Paid Advertising
Lead Aggregator
A marketplace like Angi, HomeAdvisor, or Thumbtack that sells homeowner leads — usually the same lead to several contractors at once.
Definition
A lead aggregator is a platform that collects homeowner project requests and sells them to contractors, typically as "shared leads" — the same inquiry resold to multiple businesses simultaneously. You pay per lead whether or not you ever win the job.
In depth
The model is simple: the aggregator spends on its own SEO and paid search to rank for terms like "plumber near me," captures the homeowner's request, then sells that contact to several contractors at once. You're billed a cost per lead the moment the lead is delivered, not when you book the job. Because it's a shared lead, you're in a footrace — and often a price war — with everyone else who bought the same name.
For a contractor, that shapes the economics in ways that hurt. Close rates on shared leads tend to be low because the homeowner is fielding four callbacks and shopping on price, which inflates your real cost per acquisition well above the sticker cost per lead. The deeper problem is ownership: the relationship, the reviews, and the first-party data all live with the platform, not your brand — you're renting access, not building an asset.
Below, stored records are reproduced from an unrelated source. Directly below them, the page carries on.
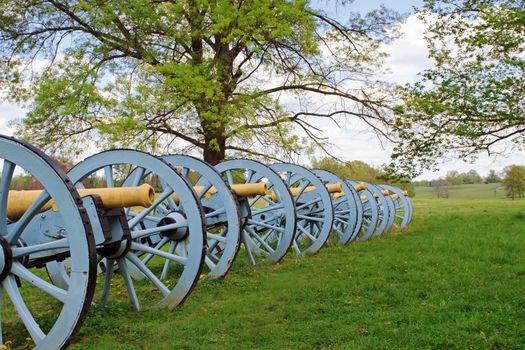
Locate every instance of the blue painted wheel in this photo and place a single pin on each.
(401, 206)
(370, 213)
(222, 212)
(347, 219)
(269, 228)
(182, 243)
(29, 240)
(411, 209)
(315, 214)
(384, 213)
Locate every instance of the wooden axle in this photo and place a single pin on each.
(19, 202)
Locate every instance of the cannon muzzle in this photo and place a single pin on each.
(119, 197)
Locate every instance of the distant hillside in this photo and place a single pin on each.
(479, 191)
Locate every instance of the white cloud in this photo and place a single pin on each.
(408, 57)
(9, 112)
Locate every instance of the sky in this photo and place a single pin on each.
(408, 57)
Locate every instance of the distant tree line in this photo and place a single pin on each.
(361, 171)
(512, 179)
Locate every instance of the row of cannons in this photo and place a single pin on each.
(154, 226)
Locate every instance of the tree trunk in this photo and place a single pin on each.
(214, 151)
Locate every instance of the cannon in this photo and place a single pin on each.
(38, 236)
(126, 249)
(384, 209)
(269, 222)
(348, 211)
(313, 204)
(402, 206)
(370, 210)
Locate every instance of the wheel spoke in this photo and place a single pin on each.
(249, 252)
(166, 193)
(310, 218)
(167, 263)
(229, 177)
(107, 281)
(211, 265)
(159, 245)
(304, 205)
(260, 240)
(22, 272)
(216, 237)
(7, 174)
(147, 272)
(108, 172)
(308, 234)
(23, 251)
(217, 212)
(161, 253)
(266, 209)
(21, 224)
(263, 224)
(32, 327)
(154, 230)
(124, 271)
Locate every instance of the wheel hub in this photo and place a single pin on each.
(6, 258)
(176, 234)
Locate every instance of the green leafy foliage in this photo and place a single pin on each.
(472, 100)
(514, 181)
(189, 74)
(361, 171)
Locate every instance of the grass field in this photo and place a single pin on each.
(454, 280)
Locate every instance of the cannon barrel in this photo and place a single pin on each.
(119, 197)
(241, 190)
(360, 186)
(332, 188)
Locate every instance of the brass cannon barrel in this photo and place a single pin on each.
(119, 197)
(359, 187)
(241, 190)
(332, 188)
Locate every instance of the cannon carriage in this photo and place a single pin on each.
(161, 224)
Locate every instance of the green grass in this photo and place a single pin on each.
(454, 280)
(478, 191)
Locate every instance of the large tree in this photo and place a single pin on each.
(246, 76)
(473, 98)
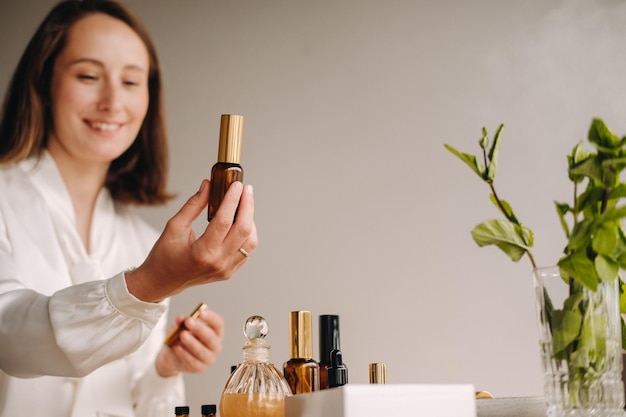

We're honest that aggregators do produce volume and can work as a stopgap. But our model is the opposite by design: exclusive, booked consultations that belong to you, generated by your own campaigns and feeding your own CRM. Instead of buying a name four other contractors are already calling, you own the lead, the data, and the relationship — which is what compounds into a predictable pipeline.
Worked example
A remodeler buys shared leads at $35 each, but with four contractors chasing every name, only 1 in 12 closes — pushing real cost per job past $400.